Drug syndicates feed on the vulnerabilities of the poor by offering them a product that gives temporary distractions from the drudgery of life and at the same time, serve as the immediate hand against state security forces who harass them and sometimes, even extort monies from them. We often hear of drug lords being praised and being worshipped like matinee idols by the poor who see them as living Robin hoods figures.
The relationship then of these syndicates and the addicted masses can be described as a dependency, not just because of hallucinogens, but based on economics, and security. Those who are at the bottom rung of society get the least amount of government services. Drug syndicates prove their importance to the community by filling in the vacuum. Often, they extend economic assistance to the poor, providing much needed funds in terms of loans and employment opportunities. Unemployed segments of the youth serve as valuable components in the syndicates’ supply chain.
Poor communities recognize the extrinsic value drug syndicates provide for them. Their swift brand of justice attracts those who do not have enough monies to exact justice and likewise, those who are harassed or harangue by state security forces often call upon syndicate members to provide them comfort.
In some communities, drug syndicate members serve as community rules enforcers, especially those in far-flung towns and cities. Syndicates serve as invisible governments for individuals who, due to their economic conditions, most often get the brunt end of almost everything.
Thus, it is not the product that ties drug syndicates and communities together– it is a relationship based on tangible economic, social and security-related benefits.

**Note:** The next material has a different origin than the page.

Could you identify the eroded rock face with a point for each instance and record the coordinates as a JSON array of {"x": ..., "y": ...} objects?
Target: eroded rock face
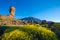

Entangling the link which defines the dyad of syndicates and communities is the one thing that government must first address, before anything else.
Syndicates must be exposed for what they really are–leeches that feed on the blood of the poor and the weak, and opportunists who assume the social role which government is supposed to do.
Realizing this, we find that solutions to the drug proliferation problem assume two natures: first, deprive these syndicates of their mass bases by government intervention, especially in economic and social matters which affect the lives of community members. Heighten the presence of health workers in communities. Devote more time in assisting drug dependents during their harrowing addiction phase and provide job opportunities to community members.
Second, government must treat these syndicates as enterprises which existence depends on the laws of the market. Hence, producers would not dare produce supply without assured markets and financiers also depend their funding based on returns.
What this administration did was the opposite. Instead of marshaling communities to their side, state security forces alienated these poor communities thru Oplan Tokhang. Tokhang disrupted the lives of the poor with a series of violent actions meant to dismantle the syndicates’ grassroots machinery. Termed as “clearing operations” it failed to destroy the machinery because of continued community support.